Klar wird das, wenn er aus seinem Arztleben erzählt, "in dem ich quasi seit 1969 eine Praxis in Forst habe, wobei sich dann und wann der Status geändert hat", sagt er. Das ist wohl tiefgestapelt, denn schließlich war Dr. Lerche über 21 Jahre lang Ärztlicher Direktor des Forster Krankenhauses. Damals war er erst 34 Jahre alt.

Nicht nur leiten – vor allem operieren Wie hat es den Erzgebirgler nun gerade nach Forst verschlagen? "Fragen Sie was Leichteres! Nun, ich war gerade fertig mit der Facharztausbildung in Leipzig, als mich ein Arzt an der Uni fragte, ob ich nicht Kreisarzt in Forst werden möchte. Das kam für mich eigentlich nicht in Frage", betont er. Aber nach weiterem Bohren und Drängen habe er schließlich eingewilligt und tatsächlich auch drei Monate als Kreisarzt gearbeitet. Dann befand man ihn wohl als "überqualifiziert" für diesen Posten – jedenfalls wurde ihm sehr schnell die Leitung des Krankenhauses übertragen. "Endlich konnte ich wieder operieren – schließlich habe ich das nicht jahrelang gelernt, um dieses Können verkümmern zu lassen", unterstreicht er.

Die Wende brachte auch eine Wende für ihn – er gab die Arbeit als Ärztlicher Direktor auf und arbeitete fortan, bis 2001, als selbständiger HNO- und Belegarzt – "ich war des Verwaltens müde, hatte aber weiterhin Betten für meine Patienten im Krankenhaus zur Verfügung", erläutert er.

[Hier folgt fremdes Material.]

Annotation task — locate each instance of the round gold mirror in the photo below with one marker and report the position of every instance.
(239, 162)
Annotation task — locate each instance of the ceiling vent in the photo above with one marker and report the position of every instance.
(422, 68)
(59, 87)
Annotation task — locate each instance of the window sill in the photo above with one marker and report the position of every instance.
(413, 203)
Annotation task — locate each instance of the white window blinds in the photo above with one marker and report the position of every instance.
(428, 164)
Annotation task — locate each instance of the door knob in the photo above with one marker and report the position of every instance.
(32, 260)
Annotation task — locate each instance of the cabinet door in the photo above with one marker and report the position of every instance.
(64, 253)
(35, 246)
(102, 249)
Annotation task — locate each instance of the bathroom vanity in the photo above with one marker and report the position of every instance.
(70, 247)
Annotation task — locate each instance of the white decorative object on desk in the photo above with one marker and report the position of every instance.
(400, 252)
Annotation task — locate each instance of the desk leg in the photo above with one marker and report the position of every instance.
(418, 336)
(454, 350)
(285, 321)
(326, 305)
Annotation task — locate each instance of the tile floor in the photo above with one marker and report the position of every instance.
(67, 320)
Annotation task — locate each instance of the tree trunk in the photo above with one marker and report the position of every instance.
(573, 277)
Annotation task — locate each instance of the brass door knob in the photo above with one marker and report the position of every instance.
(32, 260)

Und diese Patienten kamen nicht nur aus Forst, "sondern auch aus Cottbus oder Senftenberg, sogar aus Berlin", sagt er. Wie heute, denn noch immer betreibt Dr. Lerche seine HNO-Praxis und kann sich über mangelnde Arbeit nicht beklagen. Etwa 400 Patienten behandelt er pro Monat.

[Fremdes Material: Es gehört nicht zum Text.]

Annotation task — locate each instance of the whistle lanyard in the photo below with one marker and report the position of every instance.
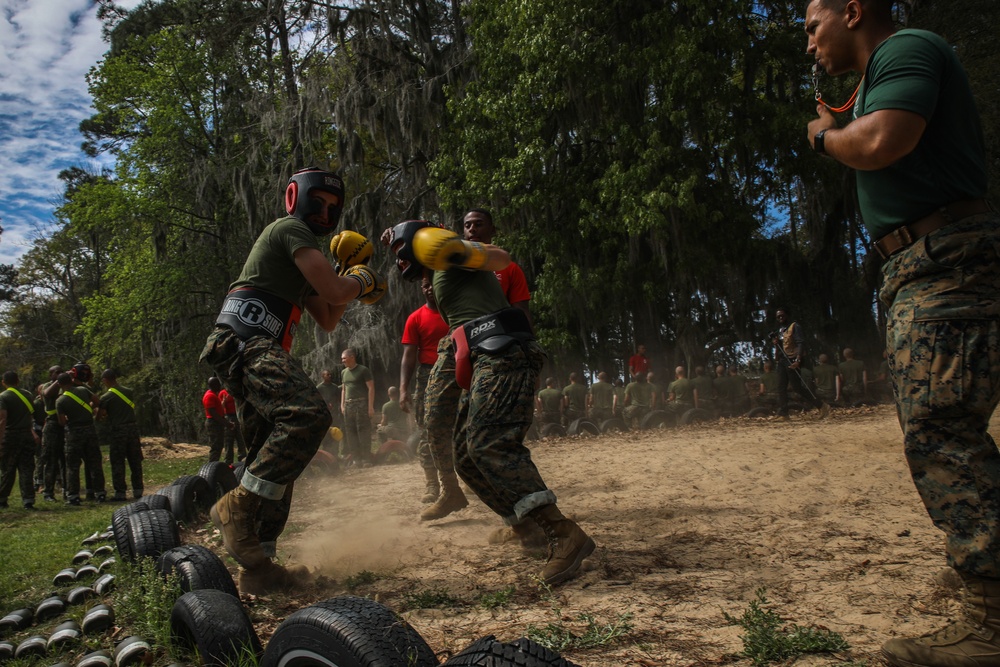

Kann das Schnarchen abstellen Daneben nimmt er an Ärztekongressen teil, hält Vorträge, arbeitet wissenschaftlich – an interessanten Themen übrigens: beispielsweise an der Behandlung des Schnarchens, um es einmal volkstümlich zu sagen, und an einer neuartigen effizienten Schmerztherapie. "Insgesamt ein ordentliches Pensum", meint er und flechtet ein: "Zwar sind die Honorare für die Ärzte im Osten niedriger als für die im Westen. Aber wir haben fast durchweg mehr Patienten pro Arzt. Damit hat man natürlich auch mehr Arbeit, aber doch auch die Chance, den Nachteil wettzumachen."

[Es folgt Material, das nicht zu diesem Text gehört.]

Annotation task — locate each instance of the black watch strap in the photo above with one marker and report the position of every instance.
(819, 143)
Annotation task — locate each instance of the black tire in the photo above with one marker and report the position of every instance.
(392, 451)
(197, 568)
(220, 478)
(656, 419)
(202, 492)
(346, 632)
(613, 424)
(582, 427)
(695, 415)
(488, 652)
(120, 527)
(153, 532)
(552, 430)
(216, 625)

100 Laufkilometer pro Monat Für einen solchen Arbeitsmarathon muss man fit sein – Dr. Lerche gelingt das durch: Marathon. Seit mehr als 25 Jahren laufen er und seine Frau Ruth und können sich das Leben ohne diesen Sport gar nicht mehr vorstellen. Auch heute kommen pro Monat noch rund 100 Kilometer zusammen. "Zwar treten wir meist nur noch beim Halbmarathon an, doch dafür sind wir bei vielen Läufen dabei", sagt Dr. Lerche. Letztes Jahr gingen beide unter anderem beim Halbmarathon in Heringsdorf, im sizilianischen Palermo und im kanadischen Vancouver an den Start. "Natürlich sind wir auch bei allen Laufereignissen in der Region dabei, zuletzt beim Neujahrslauf. Aber der war mir mit seinen 5,4 Kilometern viel zu kurz, da habe ich schnell noch fünf Kilometer angehängt", schmunzelt Dr. Lerche.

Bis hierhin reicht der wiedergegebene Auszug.